Sunday, April 27, 2008

Differential CRR? That's financial racism.

Finance Minister Chidambaram has a pet peeve. When inflation goes up by a few ticks and he turns to RBI governor Y.V.Reddy for advise, the guv is equally clueless. He knows nothing more than to hike CRR by 25 bps.

A hike in CRR by two tranches of 25 bps each from 7.5% to 8.0% was announced recently by the RBI to suck out excess liquidity from the banking system. But is that enough? It is this predictability that erodes the significance of RBI moves on the economy itself. But stock market nevertheless looks to RBI for direction.

This morning I found Ashok Khemka arguing for nuanced CRR Policy. His key points –

a) Why impose a flat CRR of 8% on all banks’ deposits that looks like a virtual tax? It’s only the sinning few that is responsible for incremental foreign exchange that adds to liquidity. Deposits in domestic currency do not damage the economy. So why not switch to differential CRR on selective foreign exchange inflows (NRI deposits, FII / PE / Hedge Fund inflows) only?
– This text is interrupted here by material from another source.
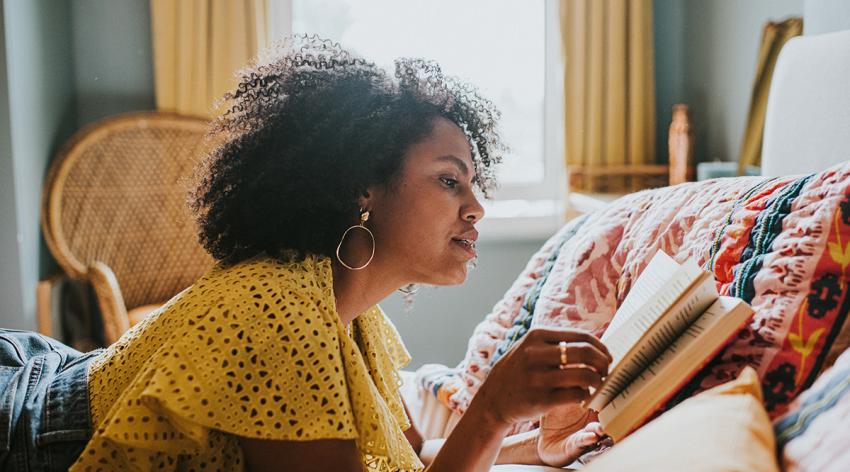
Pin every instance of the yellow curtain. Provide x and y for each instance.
(198, 45)
(774, 36)
(609, 90)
b) Sterilization (mop up of foreign currency by RBI from open market) initiatives have become expensive as reflected by the rise in T-bill yields from 7.4-7.6% from 6.6-7% as was earlier. This taxes the entire economy for the sins of a few.
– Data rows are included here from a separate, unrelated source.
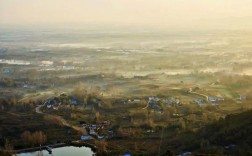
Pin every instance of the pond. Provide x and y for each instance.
(62, 151)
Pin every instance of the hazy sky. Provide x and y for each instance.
(160, 12)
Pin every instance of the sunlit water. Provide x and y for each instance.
(62, 151)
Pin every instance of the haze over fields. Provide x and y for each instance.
(138, 77)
c) Levy the higher CRR in the designated currency itself. This obviates RBI having to go in for forex mop up later to maintain the exchange rates. RBI can also make that currency reserve available to the needy to buy assets abroad and negates any adverse effect from currency mismatches in international trades.

Great points. But I see those recommendations calling for containment of liquidity by slapping penalties. It is not equal to identifying a mature mechanism that uses the liquidity inflows which is the need of the hour. It amounts to saying `No’ and that is the easiest part. I would look for ways to use that liquidity into creating better infrastructure before foreign investors find another profitable destination outside India. Money is fungible and investors don’t waste much time if they feel they are not welcome here.

Differential treatment is bad. It will mean financial racism. Never do that. Get smart and keep giving them those incentives. You can make hay only while the sun shines on you. Now it is sunny days for emerging markets, especially us. Don’t get smug. Go build better roads, dams, bridges, airports whatever. Don’t slam the door shut on investors. Remember what made Dr.Manmohan Singh open up reforms gate in 1991? We were almost broke. Now don’t get to that point again!